With an amusingly detached delivery that rivals Ben Stein's droning roll call in Ferris Bueller's Day Off , he sings "I just want to dance, and fuck, and fly, and try, and fail, and try again…hold up," against a squelchy bass line and stabbing synths. When the percussive noise of what sounds like a triangle dinner bell appears within the mix, one can't help but think that Gourmet is simply winking at his audience, as if to say, "dinner is served."

7. Pouvoir Magique - “Chalawan”

Like a psychoactive ayahuasca brew, the intoxicating "shamanic techno" of Parisian duo Pouvoir Magique's LP Disparition, is an exhilarating trip into unfamiliar territory.

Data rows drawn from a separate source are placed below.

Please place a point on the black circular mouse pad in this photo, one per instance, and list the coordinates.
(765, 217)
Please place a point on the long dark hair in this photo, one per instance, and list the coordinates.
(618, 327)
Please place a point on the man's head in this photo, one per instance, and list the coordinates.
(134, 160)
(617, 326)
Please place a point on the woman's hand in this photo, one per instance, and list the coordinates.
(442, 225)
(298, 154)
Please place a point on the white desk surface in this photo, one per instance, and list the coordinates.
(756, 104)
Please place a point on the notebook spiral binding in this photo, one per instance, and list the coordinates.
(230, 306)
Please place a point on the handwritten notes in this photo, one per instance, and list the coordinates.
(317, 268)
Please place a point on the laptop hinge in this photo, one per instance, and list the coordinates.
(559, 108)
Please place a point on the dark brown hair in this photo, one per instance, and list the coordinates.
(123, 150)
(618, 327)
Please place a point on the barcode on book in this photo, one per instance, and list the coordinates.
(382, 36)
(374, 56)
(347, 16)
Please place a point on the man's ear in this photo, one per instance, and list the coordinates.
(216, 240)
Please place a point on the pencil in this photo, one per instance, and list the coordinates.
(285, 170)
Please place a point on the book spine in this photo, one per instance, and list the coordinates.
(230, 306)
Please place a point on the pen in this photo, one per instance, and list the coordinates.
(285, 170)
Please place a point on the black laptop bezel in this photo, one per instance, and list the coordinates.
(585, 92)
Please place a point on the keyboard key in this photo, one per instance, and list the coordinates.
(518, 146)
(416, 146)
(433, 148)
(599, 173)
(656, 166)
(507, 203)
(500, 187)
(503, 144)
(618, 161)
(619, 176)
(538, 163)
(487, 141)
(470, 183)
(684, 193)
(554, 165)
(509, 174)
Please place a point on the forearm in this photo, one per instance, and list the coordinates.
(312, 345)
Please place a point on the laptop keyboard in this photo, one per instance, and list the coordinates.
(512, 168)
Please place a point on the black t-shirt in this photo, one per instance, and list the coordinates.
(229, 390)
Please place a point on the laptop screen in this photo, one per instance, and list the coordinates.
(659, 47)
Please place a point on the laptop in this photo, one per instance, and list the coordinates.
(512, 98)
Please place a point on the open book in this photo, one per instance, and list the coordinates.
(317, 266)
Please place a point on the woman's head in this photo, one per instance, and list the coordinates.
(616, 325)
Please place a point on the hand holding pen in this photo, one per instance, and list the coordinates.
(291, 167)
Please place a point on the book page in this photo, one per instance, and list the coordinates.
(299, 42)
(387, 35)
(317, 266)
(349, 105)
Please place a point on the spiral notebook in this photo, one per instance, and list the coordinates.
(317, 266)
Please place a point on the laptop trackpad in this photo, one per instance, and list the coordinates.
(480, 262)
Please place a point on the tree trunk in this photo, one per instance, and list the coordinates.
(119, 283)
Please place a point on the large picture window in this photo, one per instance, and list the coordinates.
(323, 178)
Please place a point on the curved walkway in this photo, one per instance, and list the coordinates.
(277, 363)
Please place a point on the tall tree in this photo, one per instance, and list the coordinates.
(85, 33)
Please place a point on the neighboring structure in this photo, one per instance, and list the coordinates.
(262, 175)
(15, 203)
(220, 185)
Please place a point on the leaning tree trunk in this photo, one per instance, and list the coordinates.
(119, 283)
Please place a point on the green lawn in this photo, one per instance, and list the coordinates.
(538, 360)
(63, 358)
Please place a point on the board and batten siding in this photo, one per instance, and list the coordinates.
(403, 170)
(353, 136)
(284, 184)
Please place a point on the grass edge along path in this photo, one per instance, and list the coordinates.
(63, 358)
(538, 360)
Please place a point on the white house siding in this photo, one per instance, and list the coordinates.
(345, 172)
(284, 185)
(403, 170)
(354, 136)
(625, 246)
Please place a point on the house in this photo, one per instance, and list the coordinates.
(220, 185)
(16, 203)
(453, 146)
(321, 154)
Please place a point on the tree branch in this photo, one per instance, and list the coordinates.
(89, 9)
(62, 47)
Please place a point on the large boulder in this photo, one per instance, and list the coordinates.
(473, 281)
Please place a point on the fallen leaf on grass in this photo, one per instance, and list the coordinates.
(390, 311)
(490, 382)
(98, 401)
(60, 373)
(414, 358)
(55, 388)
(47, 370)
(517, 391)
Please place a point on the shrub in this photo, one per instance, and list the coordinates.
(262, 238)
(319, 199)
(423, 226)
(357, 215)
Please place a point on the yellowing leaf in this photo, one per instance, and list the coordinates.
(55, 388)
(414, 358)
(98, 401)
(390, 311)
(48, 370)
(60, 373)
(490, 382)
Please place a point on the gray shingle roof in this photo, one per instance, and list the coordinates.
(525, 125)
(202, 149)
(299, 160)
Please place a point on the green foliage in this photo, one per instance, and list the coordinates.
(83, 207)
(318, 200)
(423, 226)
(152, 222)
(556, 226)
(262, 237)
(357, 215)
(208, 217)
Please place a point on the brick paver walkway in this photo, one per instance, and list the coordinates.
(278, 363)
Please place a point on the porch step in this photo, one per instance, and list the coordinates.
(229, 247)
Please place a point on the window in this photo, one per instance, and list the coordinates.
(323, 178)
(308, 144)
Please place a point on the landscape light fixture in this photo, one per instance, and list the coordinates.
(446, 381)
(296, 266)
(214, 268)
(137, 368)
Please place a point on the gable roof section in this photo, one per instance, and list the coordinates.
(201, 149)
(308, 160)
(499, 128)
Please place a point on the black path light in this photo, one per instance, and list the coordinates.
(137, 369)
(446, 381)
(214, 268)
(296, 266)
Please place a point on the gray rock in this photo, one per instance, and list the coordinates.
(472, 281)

Formed in November of 2011, "Magic Power" is the musical project of Clément Vincent and Bertrand Cerruti, who over the years, have cleverly merged several millennia of songs from around the world with 21st-century beats and widescreen electro textures. Lest ye be worried, this is anything but Deep Forest.

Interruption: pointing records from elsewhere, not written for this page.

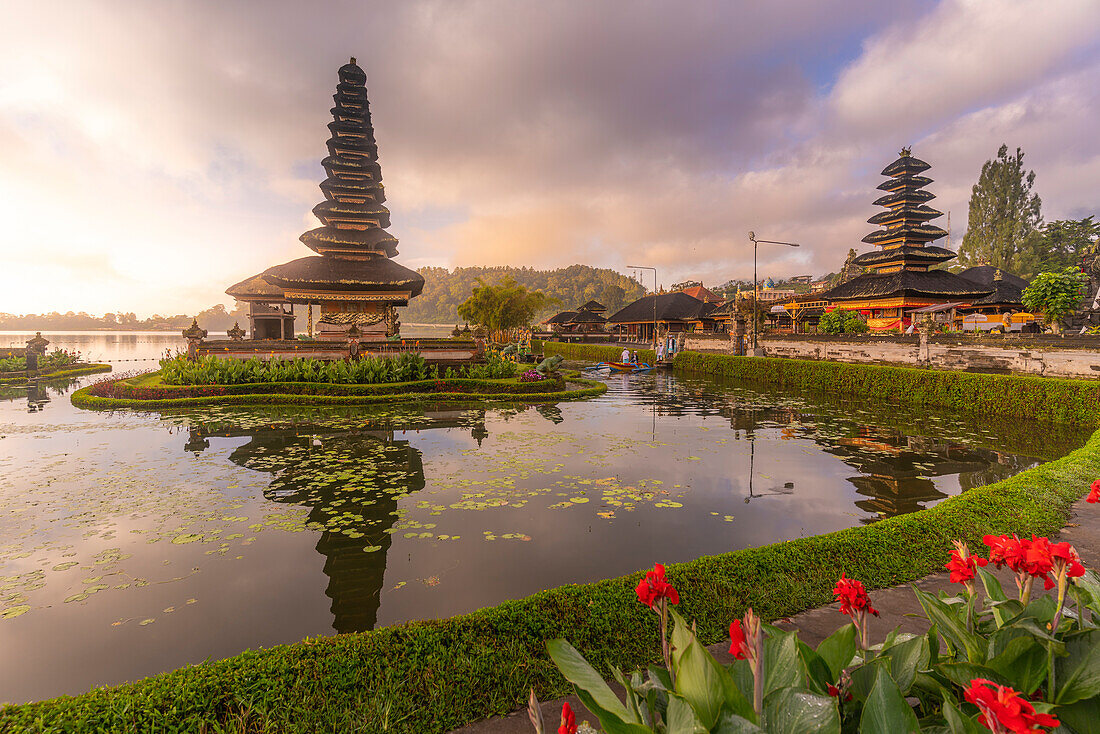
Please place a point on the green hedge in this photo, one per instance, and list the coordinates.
(1020, 396)
(63, 372)
(593, 353)
(439, 675)
(457, 391)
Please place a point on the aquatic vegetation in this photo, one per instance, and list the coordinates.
(369, 370)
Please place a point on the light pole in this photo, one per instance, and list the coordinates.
(655, 302)
(756, 284)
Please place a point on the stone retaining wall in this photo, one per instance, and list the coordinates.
(1042, 358)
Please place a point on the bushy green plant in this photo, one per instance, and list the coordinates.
(210, 370)
(1055, 295)
(496, 367)
(1010, 665)
(842, 321)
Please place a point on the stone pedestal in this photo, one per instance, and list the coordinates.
(194, 336)
(35, 349)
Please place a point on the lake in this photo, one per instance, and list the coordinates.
(135, 543)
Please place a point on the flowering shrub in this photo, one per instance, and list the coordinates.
(988, 661)
(531, 375)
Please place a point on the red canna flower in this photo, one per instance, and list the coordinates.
(1037, 559)
(853, 596)
(1003, 711)
(1064, 558)
(1004, 550)
(963, 567)
(568, 720)
(736, 639)
(655, 587)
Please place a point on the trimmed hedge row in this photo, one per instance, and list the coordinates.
(64, 372)
(593, 353)
(1019, 396)
(439, 675)
(128, 395)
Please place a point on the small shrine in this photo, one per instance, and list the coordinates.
(353, 278)
(901, 274)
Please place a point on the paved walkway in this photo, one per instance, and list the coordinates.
(815, 625)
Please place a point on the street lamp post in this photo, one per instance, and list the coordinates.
(655, 300)
(756, 285)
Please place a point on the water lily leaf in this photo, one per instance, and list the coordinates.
(12, 612)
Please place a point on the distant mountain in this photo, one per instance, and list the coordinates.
(443, 289)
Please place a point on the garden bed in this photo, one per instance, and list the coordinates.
(149, 391)
(436, 676)
(66, 371)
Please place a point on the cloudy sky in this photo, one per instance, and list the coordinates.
(153, 153)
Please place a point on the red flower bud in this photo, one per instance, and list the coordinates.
(568, 720)
(736, 639)
(655, 587)
(1003, 710)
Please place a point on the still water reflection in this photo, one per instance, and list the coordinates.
(134, 543)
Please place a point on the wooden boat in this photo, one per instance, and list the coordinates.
(627, 367)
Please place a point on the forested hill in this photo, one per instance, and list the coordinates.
(444, 289)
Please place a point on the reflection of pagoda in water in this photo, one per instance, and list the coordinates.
(897, 469)
(303, 461)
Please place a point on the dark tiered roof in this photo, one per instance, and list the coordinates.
(1008, 288)
(336, 274)
(987, 274)
(905, 221)
(928, 255)
(670, 307)
(352, 212)
(564, 317)
(904, 240)
(587, 317)
(254, 288)
(934, 284)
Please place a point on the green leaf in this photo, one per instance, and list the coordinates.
(905, 658)
(583, 676)
(952, 625)
(1077, 676)
(958, 722)
(729, 723)
(697, 675)
(961, 674)
(1081, 716)
(814, 669)
(1022, 664)
(681, 719)
(837, 650)
(864, 677)
(799, 711)
(781, 668)
(611, 722)
(887, 711)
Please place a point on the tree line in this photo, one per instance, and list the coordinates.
(564, 288)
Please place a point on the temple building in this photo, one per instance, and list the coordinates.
(352, 277)
(901, 276)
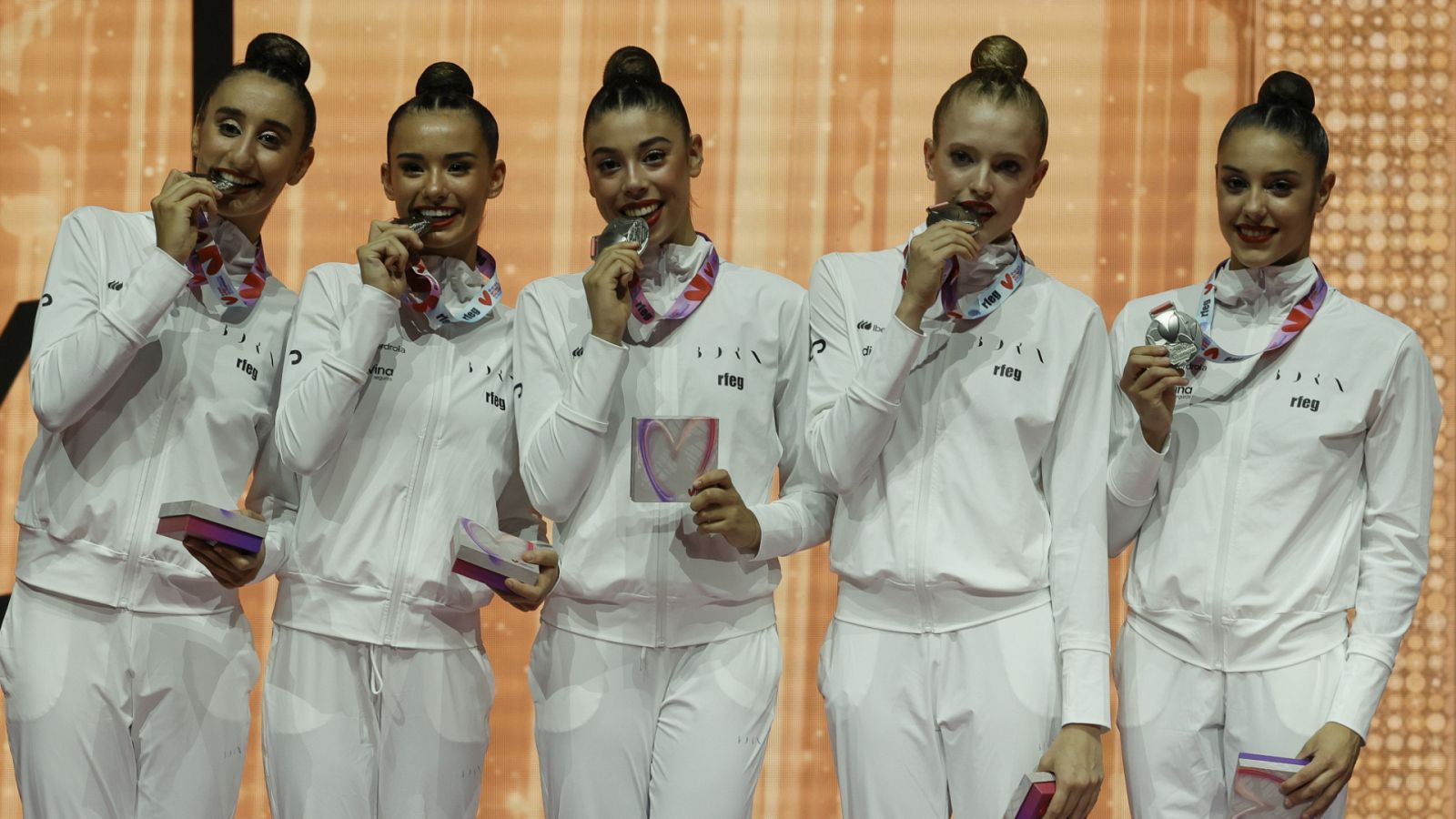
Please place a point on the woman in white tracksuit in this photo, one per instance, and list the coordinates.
(1279, 482)
(398, 407)
(957, 414)
(126, 659)
(657, 665)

In the spring of 2013, Pouvoir Magique co-founded the "Mawimbi" collective, a project designed to unite African musical heritage with contemporary soundscapes, and released two EPs. Within days of launching their label Musiques de Sphères, the duo's studio was burglarized and a hard drive with six years of painstakingly curated material had vanished. After tracking down demos they shared with friends before their final stages of completion, Clément and Bertrand reconstructed an album of 12 tracks.

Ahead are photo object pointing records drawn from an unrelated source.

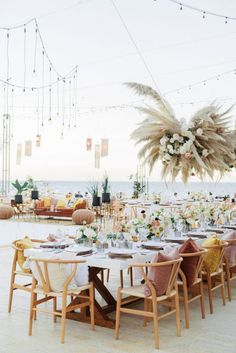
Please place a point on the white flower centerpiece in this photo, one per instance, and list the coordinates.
(87, 234)
(187, 218)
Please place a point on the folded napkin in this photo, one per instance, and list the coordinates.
(197, 235)
(119, 256)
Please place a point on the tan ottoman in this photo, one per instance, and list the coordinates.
(83, 216)
(6, 212)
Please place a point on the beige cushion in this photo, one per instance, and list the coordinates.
(159, 276)
(230, 251)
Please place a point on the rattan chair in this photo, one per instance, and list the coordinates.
(230, 270)
(17, 272)
(196, 289)
(170, 298)
(44, 288)
(211, 278)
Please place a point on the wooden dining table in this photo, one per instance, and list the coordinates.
(97, 263)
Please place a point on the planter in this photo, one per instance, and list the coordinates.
(34, 195)
(18, 199)
(106, 197)
(96, 201)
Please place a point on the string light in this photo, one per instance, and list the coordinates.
(202, 11)
(35, 50)
(24, 58)
(204, 82)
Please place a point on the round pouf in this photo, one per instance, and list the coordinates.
(83, 216)
(6, 212)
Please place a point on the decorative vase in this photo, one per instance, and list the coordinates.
(34, 195)
(106, 197)
(18, 199)
(96, 201)
(88, 242)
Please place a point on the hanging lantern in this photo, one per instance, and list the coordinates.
(28, 148)
(89, 144)
(38, 140)
(104, 147)
(97, 156)
(18, 153)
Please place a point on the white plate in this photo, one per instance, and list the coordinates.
(78, 249)
(122, 251)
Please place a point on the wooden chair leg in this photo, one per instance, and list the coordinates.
(108, 274)
(222, 287)
(209, 287)
(202, 302)
(145, 308)
(131, 276)
(102, 276)
(63, 317)
(186, 308)
(91, 298)
(155, 322)
(118, 305)
(177, 316)
(54, 309)
(32, 306)
(11, 294)
(228, 282)
(121, 279)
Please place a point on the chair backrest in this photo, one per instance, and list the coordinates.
(42, 272)
(19, 253)
(199, 258)
(173, 268)
(219, 250)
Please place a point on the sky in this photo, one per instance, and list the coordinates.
(178, 47)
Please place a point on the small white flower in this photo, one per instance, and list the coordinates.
(176, 137)
(163, 140)
(79, 234)
(89, 232)
(199, 131)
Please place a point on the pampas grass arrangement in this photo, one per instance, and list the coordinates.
(202, 147)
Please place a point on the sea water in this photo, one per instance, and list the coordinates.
(63, 187)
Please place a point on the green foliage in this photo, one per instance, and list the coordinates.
(31, 184)
(105, 184)
(93, 189)
(20, 187)
(138, 187)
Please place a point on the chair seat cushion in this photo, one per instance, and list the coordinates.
(230, 251)
(159, 276)
(212, 257)
(23, 244)
(189, 264)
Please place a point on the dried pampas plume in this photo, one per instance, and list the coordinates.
(205, 146)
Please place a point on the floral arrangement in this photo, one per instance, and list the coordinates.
(157, 225)
(187, 217)
(86, 233)
(202, 147)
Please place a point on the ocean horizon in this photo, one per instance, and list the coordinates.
(63, 187)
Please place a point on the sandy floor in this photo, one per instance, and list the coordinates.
(215, 334)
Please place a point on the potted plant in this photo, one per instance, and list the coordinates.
(20, 188)
(138, 186)
(93, 190)
(105, 190)
(33, 187)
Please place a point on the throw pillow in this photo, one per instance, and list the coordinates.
(159, 276)
(189, 264)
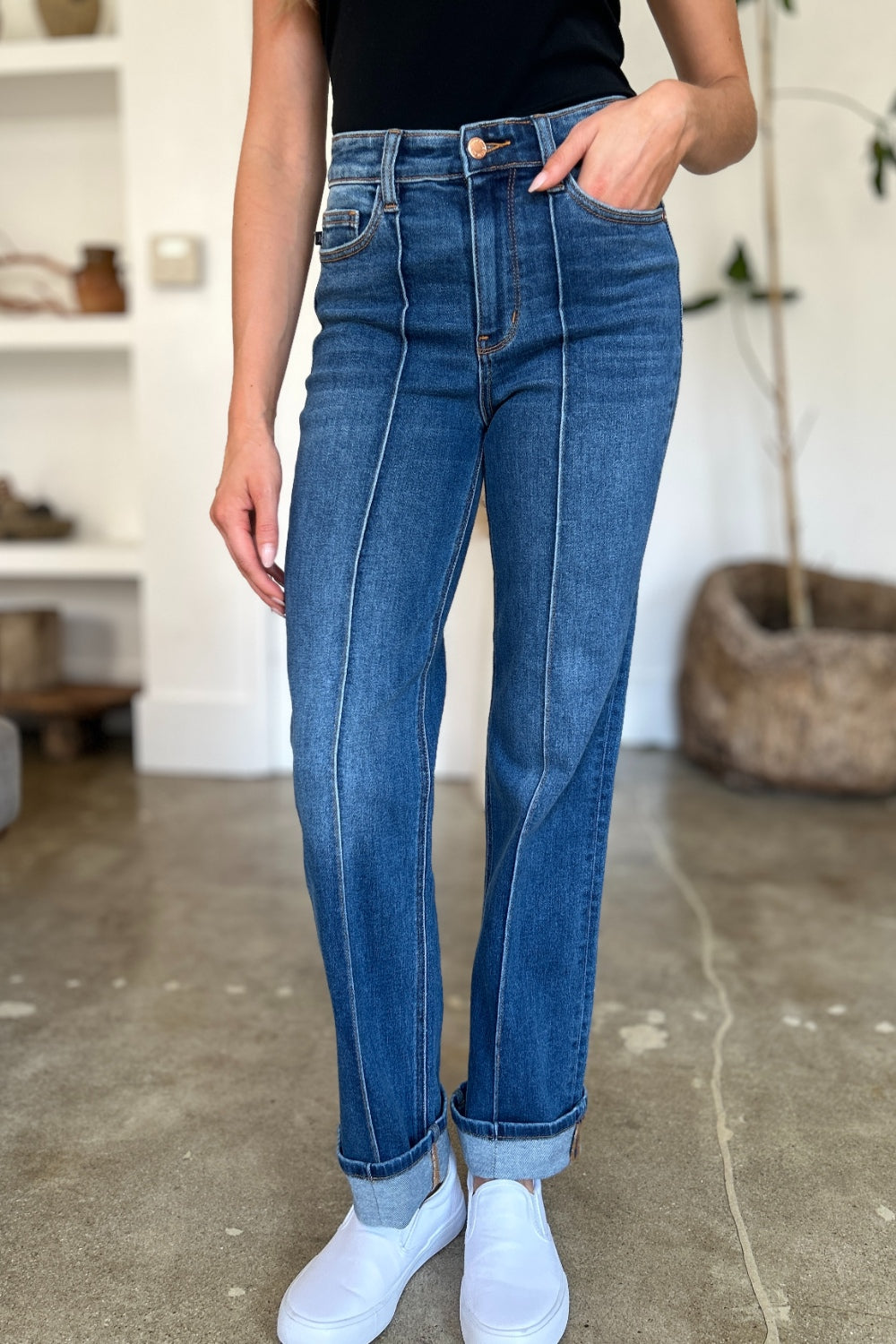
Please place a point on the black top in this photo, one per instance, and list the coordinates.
(438, 64)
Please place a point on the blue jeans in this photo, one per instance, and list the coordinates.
(470, 332)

Unfinished though they might be, each song is a marvelous thing to behold. Their stunning 2016 single "Eclipse," with its cinematic video, might have been one of the most immediate songs on the record, but it's the pulsing "Chalawan," with its guttural howls, fluttering flute-like passages, and driving, hypnotic beats that truly mesmerizes.

6. Purple Disco Machine - “Body Funk” & “Devil In Me” (TIE)

Whenever a bevy of guest artists appears on a debut record, it's often best to approach the project with caution. 85% of the time, the collaborative partners either overshadow the proceedings or detract from the vision of the musician whose name is emblazoned across the top of the LP. There are, however, pleasant exceptions to the rule and Tino Piontek's Soulmatic is one of the year's most delightfully cohesive offerings. The Dresden-born Deep Funk innovator, aka Purple Disco Machine, has risen to international status since 2009, releasing one spectacular track and remix after another. It should go without saying that this long-awaited collection, featuring everyone from Kool Keith to Faithless and Boris D'lugosch, is ripe with memorable highlights.

The saucy, soaring "Mistress" shines a spotlight on the stellar pipes of "UK soul hurricane" Hannah Williams. While it might be a crowning moment within the set, its the strutting discofied "Body Funk", and the album's first single, "Devil In Me", that linger long after the record has stopped spinning. The former track with its camptastic fusion of '80s Sylvester gone 1940s military march, and the latter anthem, a soulful stunner that samples the 1968 Stax hit "Private Number", and features the vocal talents of Duane Harden and Joe Killington, feels like an unearthed classic. Without a doubt, the German DJ's debut is one of the best dance records of the year.